Pesquisadores avaliaram 66 milhões de registros de
vacinados com os imunizantes da AstraZeneca,
Coronavac e Pfizer entre janeiro e julho
A Fundação Oswaldo Cruz (Fiocruz) divulgou nesta sexta-feira (17/9) os resultados de um novo estudo sobre a efetividade da vacinação no Brasil. Dados coletados entre 17/1 e 19/7 mostram respostas positivas na prevenção de mortes e hospitalizações, especialmente entre os adultos com 20 a 39 anos, mas indicam uma diminuição da efetividade com o avanço da idade.Os pesquisadores analisaram mais de 66 milhões de registros para avaliar a efetividade da vacinação completa e parcial com os imunizantes da AstraZeneca, Coronavac e Pfizer. No caso da Pfizer, última vacina a ser incorporada no Plano Nacional de Vacinação, foi feita uma análise sobre os parcialmente imunizados.

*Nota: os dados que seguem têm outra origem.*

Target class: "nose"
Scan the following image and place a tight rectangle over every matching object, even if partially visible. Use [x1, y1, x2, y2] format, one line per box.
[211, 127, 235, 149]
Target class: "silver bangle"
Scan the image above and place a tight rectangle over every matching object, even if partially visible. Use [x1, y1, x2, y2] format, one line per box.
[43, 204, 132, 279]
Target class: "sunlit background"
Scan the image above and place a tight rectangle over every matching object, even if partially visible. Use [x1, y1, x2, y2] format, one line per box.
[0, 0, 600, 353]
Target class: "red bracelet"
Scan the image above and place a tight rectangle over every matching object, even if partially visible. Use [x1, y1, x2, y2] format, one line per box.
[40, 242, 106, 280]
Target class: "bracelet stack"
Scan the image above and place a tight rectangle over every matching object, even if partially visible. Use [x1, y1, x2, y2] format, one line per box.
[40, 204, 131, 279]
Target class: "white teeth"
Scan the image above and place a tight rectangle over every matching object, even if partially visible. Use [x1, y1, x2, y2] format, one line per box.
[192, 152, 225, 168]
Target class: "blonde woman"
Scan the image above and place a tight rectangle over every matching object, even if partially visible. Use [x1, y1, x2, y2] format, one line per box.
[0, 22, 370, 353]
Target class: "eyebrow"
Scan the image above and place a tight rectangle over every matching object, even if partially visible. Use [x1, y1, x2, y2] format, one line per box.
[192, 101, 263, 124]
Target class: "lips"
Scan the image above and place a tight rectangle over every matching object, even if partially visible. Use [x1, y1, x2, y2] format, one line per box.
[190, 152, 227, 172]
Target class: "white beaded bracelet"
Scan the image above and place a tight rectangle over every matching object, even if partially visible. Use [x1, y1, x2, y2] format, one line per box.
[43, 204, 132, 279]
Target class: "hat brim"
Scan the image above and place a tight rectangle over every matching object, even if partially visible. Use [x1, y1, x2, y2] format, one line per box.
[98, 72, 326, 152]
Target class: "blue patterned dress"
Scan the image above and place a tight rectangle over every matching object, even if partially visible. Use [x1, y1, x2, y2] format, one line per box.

Os dados do estudo publicado no site medRxiv são referentes ao período em que o Brasil enfrentava a maior circulação da variante Gama, identificada pela primeira vez em Manaus. A pesquisa ainda não foi revisada pela comunidade científica.
“Para jovens adultos, as avaliações da AstraZeneca, Coronavac e Pfizer são boas. Agora, a medida que aumenta a faixa etária para 40 a 59, 60 a 79 e acima de 80 anos, nós observamos uma redução da efetividade tanto para a vacina da AstraZeneca como para a Coronavac. Isso ficou mais significativo com a Coronavac”, afirma Daniel Villela, pesquisador e coordenador do estudo, ao se referir às faixas etárias de 60 a 79 anos e acima de 80 anos.